The Rolling Stones took to the road in 1997 to promote their best album in years: "Bridges to Babylon." That tour would travel the globe until September 1998, just days short of a full year on the road.  Of course, a Rolling Stones tour isn't like packing five scruffy band mates into an Econoline van and toughing out eight hour drives on icy roads anymore.  No way!  These days its 5-star hotels, private jets, personal masseuses, and caviar (if you like expensive fish eggs).  On February 15, 1998 Mick Jagger, Keith Richards, Charlie Watts, Ron Wood and the troupe rolled into 'The Joint,' the 1400-seat theater at the Las Vegas Hard Rock Hotel for a special performance in front of the likes of Sting, Eddie Murphy, Brad Pitt, Leonardo DiCaprio, and Johnny Depp.  The ulta-elite show wrapped up the North american leg of the Rolling Stones "Bridges to Babylon" Tour.

Four months earlier, the tour had settled into Foxboro Stadium for two nights on October 20 and 21, with Sheryl Crow opening the shows.  Destined to be demolished five years later, the venerable home of the New England Patriots during the lean years had hosted the Stones for three nights in 1989 during the "Steel Wheels" tour and then again for a pair of shows in '94.  This would be the grandest spectacle of all those visits, though, as the legendary outfit with their famous tongue logo in tow, blew away 42,000 fans each night.

A massive explosion stage center blinded those looking and Keith Richards emerged from the smoke blasting the chords to "Satisfaction," the group's first #1 in America; from 1965 and fresher than ever 32 years later!  Four songs later it was the highlight for this reporter - Mick Jagger dueting with backup singer Lisa Fischer on a densely pulsing "Gimme Shelter."  As the song reached for climax, Jagger set Fischer free to soar well beyond where he could go, her wailing and shouting over Richards' and Ron Woods' coitally joined guitars sending the anthem from "Let it Bleed" into an exhausting frenzy.  I wanted to have a cigarette afterwards, and I don't even smoke!  

The fans got to vote for a song choice on this tour and that selection on this night was "Star Star" with its few dozen F-bombs lighting up the loges.  The Stones also got loose on their B-stage, which the band members accessed after a bridge telescoped, like a firefighter's extension ladder, from the main stage out to the tiny postage-stamp-sized platform in the middle of the field.  After doing three deeper tracks in the less formal setting (like the early days at London's Marquee Club), including Chuck Berry's "Little Queenie," "Crazy Mama," and "Last Time," it was back to the bells and whistles on the big stage to end with a numbing salvo of hit after hit after hit.  After "Sympathy," "Tumblin' Dice," "Honky-Tonk Women," "Start Me Up," and "Jumping Jack Flash" all in a row, they chose about the only song powerful enough to encore with - "Brown Sugar."

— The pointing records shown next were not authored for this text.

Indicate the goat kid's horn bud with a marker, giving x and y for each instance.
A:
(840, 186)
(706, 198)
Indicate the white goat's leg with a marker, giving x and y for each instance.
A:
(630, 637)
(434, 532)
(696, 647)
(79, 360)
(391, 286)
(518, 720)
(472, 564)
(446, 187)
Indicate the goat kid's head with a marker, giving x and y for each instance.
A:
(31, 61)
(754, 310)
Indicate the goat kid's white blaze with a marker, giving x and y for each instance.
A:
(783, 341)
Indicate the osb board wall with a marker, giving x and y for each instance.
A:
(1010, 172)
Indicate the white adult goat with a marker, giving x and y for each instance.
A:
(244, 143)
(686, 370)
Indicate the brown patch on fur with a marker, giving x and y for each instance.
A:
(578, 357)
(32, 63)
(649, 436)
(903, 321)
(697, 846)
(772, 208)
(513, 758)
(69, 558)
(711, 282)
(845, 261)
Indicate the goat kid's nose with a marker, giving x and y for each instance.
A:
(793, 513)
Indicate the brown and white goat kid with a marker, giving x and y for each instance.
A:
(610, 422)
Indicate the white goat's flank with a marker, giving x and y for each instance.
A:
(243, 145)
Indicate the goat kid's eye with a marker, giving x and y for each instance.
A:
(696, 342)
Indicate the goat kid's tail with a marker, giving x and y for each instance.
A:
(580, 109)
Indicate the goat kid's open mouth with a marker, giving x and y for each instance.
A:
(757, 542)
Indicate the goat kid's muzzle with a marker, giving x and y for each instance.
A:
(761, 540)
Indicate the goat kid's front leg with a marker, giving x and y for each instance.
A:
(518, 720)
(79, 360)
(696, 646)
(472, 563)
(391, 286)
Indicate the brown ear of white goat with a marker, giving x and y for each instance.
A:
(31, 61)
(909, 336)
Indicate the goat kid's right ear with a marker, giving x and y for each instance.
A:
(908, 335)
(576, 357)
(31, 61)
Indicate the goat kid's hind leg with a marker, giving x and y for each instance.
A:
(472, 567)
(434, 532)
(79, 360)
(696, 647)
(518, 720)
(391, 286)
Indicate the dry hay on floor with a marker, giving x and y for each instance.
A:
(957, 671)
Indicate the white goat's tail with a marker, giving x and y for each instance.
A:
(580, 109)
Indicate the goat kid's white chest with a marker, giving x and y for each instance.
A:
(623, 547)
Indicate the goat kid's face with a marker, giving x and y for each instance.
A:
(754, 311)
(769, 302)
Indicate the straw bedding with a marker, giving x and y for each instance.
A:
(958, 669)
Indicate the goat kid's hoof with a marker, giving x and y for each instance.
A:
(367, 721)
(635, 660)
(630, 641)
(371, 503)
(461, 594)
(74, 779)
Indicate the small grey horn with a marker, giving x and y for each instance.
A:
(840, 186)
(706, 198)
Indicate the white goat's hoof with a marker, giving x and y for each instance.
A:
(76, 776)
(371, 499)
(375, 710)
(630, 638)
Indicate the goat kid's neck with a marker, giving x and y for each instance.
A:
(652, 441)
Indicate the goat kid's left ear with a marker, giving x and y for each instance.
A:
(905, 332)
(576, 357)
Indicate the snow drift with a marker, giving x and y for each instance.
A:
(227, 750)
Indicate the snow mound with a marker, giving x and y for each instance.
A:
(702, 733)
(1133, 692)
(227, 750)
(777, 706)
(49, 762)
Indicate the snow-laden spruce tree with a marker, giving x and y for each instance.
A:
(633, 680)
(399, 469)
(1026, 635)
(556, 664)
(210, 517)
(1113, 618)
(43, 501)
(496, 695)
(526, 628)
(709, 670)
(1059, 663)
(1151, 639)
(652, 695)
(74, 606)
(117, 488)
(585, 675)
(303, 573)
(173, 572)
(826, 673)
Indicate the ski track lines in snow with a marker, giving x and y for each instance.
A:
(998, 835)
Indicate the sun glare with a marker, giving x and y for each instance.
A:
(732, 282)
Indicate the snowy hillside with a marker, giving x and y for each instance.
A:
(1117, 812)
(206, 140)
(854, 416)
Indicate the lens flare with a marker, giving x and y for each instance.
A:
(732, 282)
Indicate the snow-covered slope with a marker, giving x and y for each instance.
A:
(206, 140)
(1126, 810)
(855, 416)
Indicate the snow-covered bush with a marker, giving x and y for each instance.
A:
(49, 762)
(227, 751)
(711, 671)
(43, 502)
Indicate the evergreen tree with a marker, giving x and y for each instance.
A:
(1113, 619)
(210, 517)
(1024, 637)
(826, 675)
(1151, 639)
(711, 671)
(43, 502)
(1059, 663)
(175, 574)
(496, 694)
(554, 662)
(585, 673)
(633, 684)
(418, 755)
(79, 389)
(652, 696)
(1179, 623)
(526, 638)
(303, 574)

By then we could barely clap and our voices had been reduced to ragged whispers.  Oh yeah, we couldn't hear each other very well either.  We staggered out into the stadium's random parking lots (remember those? The dirt ones were expecially fun) and slowly oozed like cold motor out onto Route 1 for hours of bumper to bumper playtime.  But it was all worth it and more.  The Rolling Stonres had proven once again why they were called "The Greatest Rock and Roll Band in the World!"